For these physically uprooted workers, isicathamiya became a way to remain culturally rooted and to maintain their Zulu identity in the midst of colonization while at the same time adapting to the new conditions; the music was its own form of resistance and in turn became something entirely its own. As migrant workers returned home, they took the new musical practices with them and isicathamiya spread throughout Zululand South Africa, marking the creation of a new and distinct tradition. This tradition was preserved throughout the 20th century in the form of competitions in church basements and assembly halls, ensuring that isicathamiya would be passed down along generations.[4] 

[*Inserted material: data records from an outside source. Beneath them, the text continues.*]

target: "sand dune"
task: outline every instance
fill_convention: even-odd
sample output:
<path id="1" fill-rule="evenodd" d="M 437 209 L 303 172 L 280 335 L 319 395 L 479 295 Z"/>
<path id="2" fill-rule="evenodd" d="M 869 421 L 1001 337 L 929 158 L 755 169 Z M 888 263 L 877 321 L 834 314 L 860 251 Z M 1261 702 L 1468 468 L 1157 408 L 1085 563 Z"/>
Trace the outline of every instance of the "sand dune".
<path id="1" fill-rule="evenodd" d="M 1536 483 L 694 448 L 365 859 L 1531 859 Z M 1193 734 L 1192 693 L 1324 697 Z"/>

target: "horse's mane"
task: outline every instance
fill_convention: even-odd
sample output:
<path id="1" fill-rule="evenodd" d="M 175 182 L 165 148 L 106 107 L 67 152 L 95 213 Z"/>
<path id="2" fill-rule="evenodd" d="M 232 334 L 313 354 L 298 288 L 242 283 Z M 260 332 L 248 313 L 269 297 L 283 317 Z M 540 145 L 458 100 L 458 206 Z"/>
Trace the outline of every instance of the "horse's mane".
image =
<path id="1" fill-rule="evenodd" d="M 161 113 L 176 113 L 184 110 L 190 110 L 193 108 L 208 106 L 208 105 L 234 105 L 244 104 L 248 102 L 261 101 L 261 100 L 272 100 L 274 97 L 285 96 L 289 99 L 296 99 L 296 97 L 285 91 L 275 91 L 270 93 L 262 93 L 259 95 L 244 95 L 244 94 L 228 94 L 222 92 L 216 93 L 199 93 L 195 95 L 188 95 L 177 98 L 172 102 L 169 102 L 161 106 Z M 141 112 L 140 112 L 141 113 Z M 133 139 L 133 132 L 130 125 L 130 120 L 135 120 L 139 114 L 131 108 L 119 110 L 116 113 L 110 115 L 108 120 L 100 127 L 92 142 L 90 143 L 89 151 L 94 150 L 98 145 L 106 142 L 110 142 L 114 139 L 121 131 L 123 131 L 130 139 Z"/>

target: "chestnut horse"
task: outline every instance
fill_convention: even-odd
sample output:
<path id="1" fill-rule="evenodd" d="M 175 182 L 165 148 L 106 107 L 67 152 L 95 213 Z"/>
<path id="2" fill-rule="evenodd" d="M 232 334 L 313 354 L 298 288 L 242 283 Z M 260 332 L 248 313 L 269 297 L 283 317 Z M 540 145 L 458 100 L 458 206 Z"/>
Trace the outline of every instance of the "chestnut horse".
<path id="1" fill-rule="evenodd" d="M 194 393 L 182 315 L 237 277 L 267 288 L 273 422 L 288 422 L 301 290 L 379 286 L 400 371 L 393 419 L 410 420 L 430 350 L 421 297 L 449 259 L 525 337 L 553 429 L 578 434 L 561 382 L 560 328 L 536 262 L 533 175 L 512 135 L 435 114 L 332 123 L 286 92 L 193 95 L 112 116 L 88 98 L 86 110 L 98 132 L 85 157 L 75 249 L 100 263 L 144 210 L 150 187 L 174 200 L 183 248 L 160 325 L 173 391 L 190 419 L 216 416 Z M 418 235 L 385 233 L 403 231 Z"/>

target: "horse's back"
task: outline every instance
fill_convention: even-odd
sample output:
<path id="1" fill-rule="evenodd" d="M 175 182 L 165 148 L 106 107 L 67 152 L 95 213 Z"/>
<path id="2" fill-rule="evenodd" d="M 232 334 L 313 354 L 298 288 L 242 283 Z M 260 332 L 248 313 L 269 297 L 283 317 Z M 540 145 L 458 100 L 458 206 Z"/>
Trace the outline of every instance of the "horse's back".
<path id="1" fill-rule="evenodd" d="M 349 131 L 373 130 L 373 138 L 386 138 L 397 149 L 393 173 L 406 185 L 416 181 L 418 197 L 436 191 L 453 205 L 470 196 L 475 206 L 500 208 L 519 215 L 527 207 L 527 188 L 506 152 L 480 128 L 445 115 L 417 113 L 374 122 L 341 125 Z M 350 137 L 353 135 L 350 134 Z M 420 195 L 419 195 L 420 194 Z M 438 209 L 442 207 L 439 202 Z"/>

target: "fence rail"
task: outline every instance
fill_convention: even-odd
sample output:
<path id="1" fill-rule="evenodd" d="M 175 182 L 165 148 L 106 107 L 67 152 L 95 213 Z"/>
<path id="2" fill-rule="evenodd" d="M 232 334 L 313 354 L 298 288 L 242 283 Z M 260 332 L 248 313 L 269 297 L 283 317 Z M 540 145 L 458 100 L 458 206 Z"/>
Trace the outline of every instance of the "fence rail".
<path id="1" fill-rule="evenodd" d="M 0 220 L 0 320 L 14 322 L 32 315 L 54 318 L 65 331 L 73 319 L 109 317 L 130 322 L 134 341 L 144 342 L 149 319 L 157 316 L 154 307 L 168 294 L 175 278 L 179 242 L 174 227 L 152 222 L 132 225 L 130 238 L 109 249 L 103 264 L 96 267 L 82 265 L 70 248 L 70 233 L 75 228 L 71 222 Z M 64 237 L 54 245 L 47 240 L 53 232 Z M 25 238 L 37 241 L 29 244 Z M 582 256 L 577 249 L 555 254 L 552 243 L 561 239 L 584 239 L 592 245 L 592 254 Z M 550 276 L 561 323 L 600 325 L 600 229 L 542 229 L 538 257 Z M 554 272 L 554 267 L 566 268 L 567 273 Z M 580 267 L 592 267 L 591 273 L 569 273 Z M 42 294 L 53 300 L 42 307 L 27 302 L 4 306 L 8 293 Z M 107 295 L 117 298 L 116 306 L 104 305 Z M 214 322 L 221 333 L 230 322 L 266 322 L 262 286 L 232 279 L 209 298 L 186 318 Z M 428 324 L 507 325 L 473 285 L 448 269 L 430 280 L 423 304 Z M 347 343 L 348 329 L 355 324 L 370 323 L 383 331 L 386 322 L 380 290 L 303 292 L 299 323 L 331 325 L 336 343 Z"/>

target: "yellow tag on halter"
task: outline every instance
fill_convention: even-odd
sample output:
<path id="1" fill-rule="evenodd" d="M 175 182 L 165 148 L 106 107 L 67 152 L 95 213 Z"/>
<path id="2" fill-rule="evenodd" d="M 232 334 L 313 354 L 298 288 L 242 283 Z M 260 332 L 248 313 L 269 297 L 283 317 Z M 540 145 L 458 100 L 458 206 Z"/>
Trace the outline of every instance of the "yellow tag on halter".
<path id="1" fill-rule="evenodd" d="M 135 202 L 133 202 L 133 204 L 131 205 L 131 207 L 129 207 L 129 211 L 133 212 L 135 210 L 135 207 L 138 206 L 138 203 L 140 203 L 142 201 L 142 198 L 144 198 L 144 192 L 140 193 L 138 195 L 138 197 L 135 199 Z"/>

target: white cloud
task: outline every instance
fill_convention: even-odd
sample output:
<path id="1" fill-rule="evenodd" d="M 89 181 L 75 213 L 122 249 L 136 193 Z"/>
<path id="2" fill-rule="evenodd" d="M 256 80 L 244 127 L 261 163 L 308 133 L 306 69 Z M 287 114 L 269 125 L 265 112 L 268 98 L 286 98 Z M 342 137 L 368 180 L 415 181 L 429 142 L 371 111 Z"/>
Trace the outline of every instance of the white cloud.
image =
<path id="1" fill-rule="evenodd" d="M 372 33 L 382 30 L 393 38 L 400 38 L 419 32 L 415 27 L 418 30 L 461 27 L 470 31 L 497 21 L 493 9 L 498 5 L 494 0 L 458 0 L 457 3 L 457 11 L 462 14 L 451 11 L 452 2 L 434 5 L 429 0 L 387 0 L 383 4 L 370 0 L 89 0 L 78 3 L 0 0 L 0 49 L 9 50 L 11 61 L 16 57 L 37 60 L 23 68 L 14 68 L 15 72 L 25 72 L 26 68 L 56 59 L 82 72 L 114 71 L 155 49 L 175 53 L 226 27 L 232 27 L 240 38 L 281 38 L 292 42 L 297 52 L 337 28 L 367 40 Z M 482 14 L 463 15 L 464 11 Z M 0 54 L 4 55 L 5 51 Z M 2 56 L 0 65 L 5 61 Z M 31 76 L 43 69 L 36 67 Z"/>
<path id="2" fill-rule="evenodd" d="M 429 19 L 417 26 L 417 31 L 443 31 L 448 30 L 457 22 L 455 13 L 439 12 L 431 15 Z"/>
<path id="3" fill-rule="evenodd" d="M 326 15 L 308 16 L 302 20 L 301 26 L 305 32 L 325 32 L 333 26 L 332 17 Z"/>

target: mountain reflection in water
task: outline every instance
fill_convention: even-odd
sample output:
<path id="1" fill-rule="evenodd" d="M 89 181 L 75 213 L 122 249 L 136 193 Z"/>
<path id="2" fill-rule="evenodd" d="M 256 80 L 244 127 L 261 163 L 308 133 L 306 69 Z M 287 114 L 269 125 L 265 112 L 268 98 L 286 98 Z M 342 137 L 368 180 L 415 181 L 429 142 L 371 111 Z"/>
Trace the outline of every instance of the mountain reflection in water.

Due to its cultivation among unsettled populations, much of the imagery of isicathamiya music has utilized imagery of a dichotomized “here” and “there.” “Here” represents the unpleasant but temporary condition of the now, while “there” refers to an idealized past and forward-looking hope of return.[5] This imagery was complimented by the introduction of Christianity to the region by Western missionaries and many isicathamiya artists, including the founding members of Ladysmith Black Mambazo, would be educated in mission schools. Messages of deliverance now had both historical and religious precedent among the people and isicathamiya would merge these longings into a unified expression.

The period of colonization set the precedent for the apartheid-era in South Africa in the 20th century and the themes of deliverance remained relevant and prophetic to the Zulu experience in South Africa. Isicathamiya, in the same way it was in its origin amongst colonization, remained a way to preserve a Zulu cultural identity in a government that institutionally degraded this identity. Despite having no party-specific language, the very existence of isicathamiya music in apartheid South Africa was political as it spoke directly to the experiences of an institutionally oppressed people.

It was in the apartheid era that Ladysmith Black Mambazo would rise to prominence in South Africa. The contextual and cultural importance of the music was not lost on Joseph Shabalala, the founding member of the group. In the documentary On Tiptoe: Gentle Steps To Freedom, Shabalala states that he felt as though he had a “mission to preserve this culture.”[6] And so Ladysmith Black Mambazo carried the torch of isicathamiya as the musical embodiment of Zulu culture and resistance to the cultural oppression of the apartheid. The political controversy surrounding the music would become the subject of international headlines as Paul Simon embarked to South Africa, ignoring the cultural boycott placed against the apartheid regime, to make his Graceland album. Simon felt that it was fascinated by the musical traditions of the region and felt that it was crucial to raise the voices of the artists who were trapped behind the repressive government. The album was a huge success and Ladysmith Black Mambazo—and isicathamiya— was introduced to the world.

Ladysmith Black Mambazo’s music embodies the traditions, the protection and the endurance of the Zulu culture. Isicathamiya has been cultivated amongst cultural encroachment, adapting to its changing environment while preserving its core cultural identity. The work of Ladysmith Black Mambazo and the broader genre of isicathamiya are perfect testaments of what art can mean to the cultures and histories of a people and further proof of an idea we hold dear in the Student Activities Office of Calvin College: that music matters.

- Jordan Petersen

[1] Hood Mantle, All Musical Cultures are About Equally Complex, (Center for Ethnic Music, Howard University)

[2] Erlmann, Veit. "Migration and Performance: Zulu Migrant Workers' Isicathamiya Performance in South Africa, 1890-1950." Ethnomusicology 34, no. 2 (1990): 199-220.

[3] Carlos Palomares, What is Isicathamiya? (UMS Lobby.org 2010)

[4] Eric A. Akrofi, Zulu Indigenous Beliefs: To What Extent Do They Influence the Performance Practices of Isicathamiya Musicians? (University of Transkei South Africa)

[5] Erlmann, Veit. “Migration and Performance: Zulu Migrant Workers.”

[6] Shabalala, Joseph. On Tiptoe: Gentle Steps to Freedom. Film. Directed by Eric Simonson. USA. 2001.